Question

In five throws with a single die what is the chance of throwing: (1) three aces exactly, (2) three aces at least?
A. $\dfrac{{123}}{{3888}}\,,\,\dfrac{{625}}{{648}}\,,$ Favourable way for event E when one number is selected are $(2,\;9)$
B. $\dfrac{{125}}{{3888}}\,,\,\dfrac{{23}}{{648}},$ Favourable way for event E when one number is selected are $(2,\;9)$
C. $\dfrac{{3763}}{{3888}}\,,\,\dfrac{{23}}{{648}},$ Favourable way for event E when one number is selected are $(2,\;9)$
D. $\dfrac{{3763}}{{3888}}\,,\,\dfrac{{625}}{{648}},$ Favourable way for event E when one number is selected are $(2,\;9)$

Answer 1

Here the given question needs to be solved using probability, in which we are going to use conditional probability formulae. Here we will see the different possibilities which are possible and then by using commutation formulae we can solve for the result needed in the question.

Formula used: $\Rightarrow P(X = n) = {}^y{C_n}{p^{n - z}}{q^z}$
Here $y$ is variable value assumed according to question and $p,q$ are conditional probabilities.

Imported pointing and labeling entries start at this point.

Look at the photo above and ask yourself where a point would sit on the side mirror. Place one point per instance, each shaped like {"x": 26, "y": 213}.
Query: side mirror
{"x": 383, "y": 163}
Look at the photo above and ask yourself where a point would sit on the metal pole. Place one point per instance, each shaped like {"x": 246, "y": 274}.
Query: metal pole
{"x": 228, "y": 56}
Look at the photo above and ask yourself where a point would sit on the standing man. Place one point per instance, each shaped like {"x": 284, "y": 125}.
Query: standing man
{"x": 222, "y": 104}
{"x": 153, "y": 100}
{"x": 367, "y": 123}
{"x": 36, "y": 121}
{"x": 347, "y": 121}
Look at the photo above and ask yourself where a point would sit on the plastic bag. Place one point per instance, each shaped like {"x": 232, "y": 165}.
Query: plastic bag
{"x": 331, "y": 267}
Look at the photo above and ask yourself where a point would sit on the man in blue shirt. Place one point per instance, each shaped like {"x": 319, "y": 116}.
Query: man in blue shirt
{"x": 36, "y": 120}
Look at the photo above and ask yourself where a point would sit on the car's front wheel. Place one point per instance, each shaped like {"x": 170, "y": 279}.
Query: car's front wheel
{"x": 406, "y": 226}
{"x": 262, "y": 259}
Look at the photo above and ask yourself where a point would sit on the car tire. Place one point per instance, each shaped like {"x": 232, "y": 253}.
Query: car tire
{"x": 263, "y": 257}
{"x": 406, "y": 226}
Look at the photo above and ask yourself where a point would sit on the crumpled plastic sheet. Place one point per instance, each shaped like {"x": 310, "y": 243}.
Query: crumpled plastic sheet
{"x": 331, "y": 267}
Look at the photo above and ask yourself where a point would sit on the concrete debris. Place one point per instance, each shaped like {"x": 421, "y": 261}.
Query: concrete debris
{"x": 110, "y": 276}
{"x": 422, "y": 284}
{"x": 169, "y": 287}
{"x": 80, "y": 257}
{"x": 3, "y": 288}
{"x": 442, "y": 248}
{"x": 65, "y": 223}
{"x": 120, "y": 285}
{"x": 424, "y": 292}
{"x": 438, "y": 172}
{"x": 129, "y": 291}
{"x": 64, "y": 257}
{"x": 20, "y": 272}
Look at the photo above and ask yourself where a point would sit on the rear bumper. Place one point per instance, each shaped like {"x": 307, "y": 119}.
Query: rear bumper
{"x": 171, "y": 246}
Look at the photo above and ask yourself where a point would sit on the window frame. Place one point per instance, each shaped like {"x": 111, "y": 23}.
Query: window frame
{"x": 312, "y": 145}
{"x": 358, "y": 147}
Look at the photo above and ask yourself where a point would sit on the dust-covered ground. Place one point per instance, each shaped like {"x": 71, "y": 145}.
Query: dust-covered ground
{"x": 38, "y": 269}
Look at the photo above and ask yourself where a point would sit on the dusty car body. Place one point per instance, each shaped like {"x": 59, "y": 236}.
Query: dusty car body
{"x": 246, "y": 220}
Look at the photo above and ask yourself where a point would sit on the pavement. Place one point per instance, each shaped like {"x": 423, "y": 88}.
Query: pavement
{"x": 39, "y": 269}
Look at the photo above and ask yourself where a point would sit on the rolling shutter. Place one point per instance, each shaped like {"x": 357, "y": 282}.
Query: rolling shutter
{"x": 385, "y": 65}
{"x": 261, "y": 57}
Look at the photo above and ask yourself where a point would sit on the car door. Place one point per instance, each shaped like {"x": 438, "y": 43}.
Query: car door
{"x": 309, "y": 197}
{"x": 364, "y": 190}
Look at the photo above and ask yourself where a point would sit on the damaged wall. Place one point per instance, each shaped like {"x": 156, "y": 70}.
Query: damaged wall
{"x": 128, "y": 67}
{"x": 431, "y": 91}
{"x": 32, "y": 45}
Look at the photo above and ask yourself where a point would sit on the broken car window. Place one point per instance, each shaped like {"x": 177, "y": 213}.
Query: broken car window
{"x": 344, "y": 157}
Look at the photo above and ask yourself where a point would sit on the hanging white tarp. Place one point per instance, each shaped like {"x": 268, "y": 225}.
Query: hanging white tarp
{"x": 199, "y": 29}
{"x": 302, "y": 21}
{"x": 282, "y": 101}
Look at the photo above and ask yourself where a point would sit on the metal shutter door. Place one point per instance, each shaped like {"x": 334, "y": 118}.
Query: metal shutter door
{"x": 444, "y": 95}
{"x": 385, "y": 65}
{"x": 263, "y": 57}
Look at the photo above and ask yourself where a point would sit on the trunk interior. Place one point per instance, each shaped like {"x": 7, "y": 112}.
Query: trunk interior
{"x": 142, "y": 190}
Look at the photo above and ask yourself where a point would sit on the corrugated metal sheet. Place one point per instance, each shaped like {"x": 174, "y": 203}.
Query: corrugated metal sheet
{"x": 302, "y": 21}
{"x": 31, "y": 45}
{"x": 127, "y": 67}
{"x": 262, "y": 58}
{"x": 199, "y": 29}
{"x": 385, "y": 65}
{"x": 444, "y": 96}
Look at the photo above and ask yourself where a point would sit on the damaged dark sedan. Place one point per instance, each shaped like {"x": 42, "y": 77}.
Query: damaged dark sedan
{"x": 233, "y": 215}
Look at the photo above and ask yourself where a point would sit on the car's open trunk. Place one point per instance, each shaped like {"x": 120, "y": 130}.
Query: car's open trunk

Complete step by step answer:
First, we have to assign a variable to the total number of rows. So, let us assume that the total number of rows is ‘n’. So:
$n = 5$
We will assume that the probability of getting an ace is ‘p’ and the probability for not getting an ice after throwing the dice once is ‘q’.
We know that the probability for getting an ace is:
$p = \dfrac{1}{6}$
Similarly, the probability for not getting an ace is:
$q = 1 - \dfrac{1}{6}$
$\Rightarrow q = \dfrac{5}{6}$
For finding the probability for getting the exact 3 aces has a formula. The formula is:
$P(X = 3) = {}^5{C_3}{p^3}{q^2}$
$\Rightarrow P(X = 3) = 10 \times {\left( {\dfrac{1}{6}} \right)^3} \times {\left( {\dfrac{5}{6}} \right)^2}$
$\Rightarrow P(X = 3) = \dfrac{{125}}{{3888}}$
For finding the probability for getting at least 3 aces is:
$\Rightarrow P(X = 3) + P(X = 4) + P(X = 5) = {}^5{C_3}{p^3}{q^2} + {}^5{C_4}{p^4}{q^1} + {}^5{C_5}{p^5}{q^0}$
$\Rightarrow P(X = 3) + P(X = 4) + P(X = 5) = 10 \times {\left( {\dfrac{1}{6}} \right)^3} \times {\left( {\dfrac{5}{6}} \right)^2} + 5 \times {\left( {\dfrac{1}{6}} \right)^4} \times \left( {\dfrac{5}{6}} \right) + {\left( {\dfrac{1}{6}} \right)^5}$
$\Rightarrow P(X = 3) + P(X = 4) + P(X = 5) = \dfrac{1}{{{6^5}}}(250 + 25 + 1)$
$\Rightarrow P(X = 3) + P(X = 4) + P(X = 5) = \dfrac{{23}}{{648}}$
So, our answer is $\dfrac{{125}}{{3888}}\,,\,\dfrac{{23}}{{648}},$ favourable way for event E when one number is selected are $(2,\;9)$

So, the correct answer is Option B.

Note: Probability means finding the possibility of any event out of the maximum possible events, here the given question needs to find the possibility of an event of coming aces in five roll of dice out of maximum possible events, and by using suitable formulae that is conditional probability we can find the result which is asked in the question.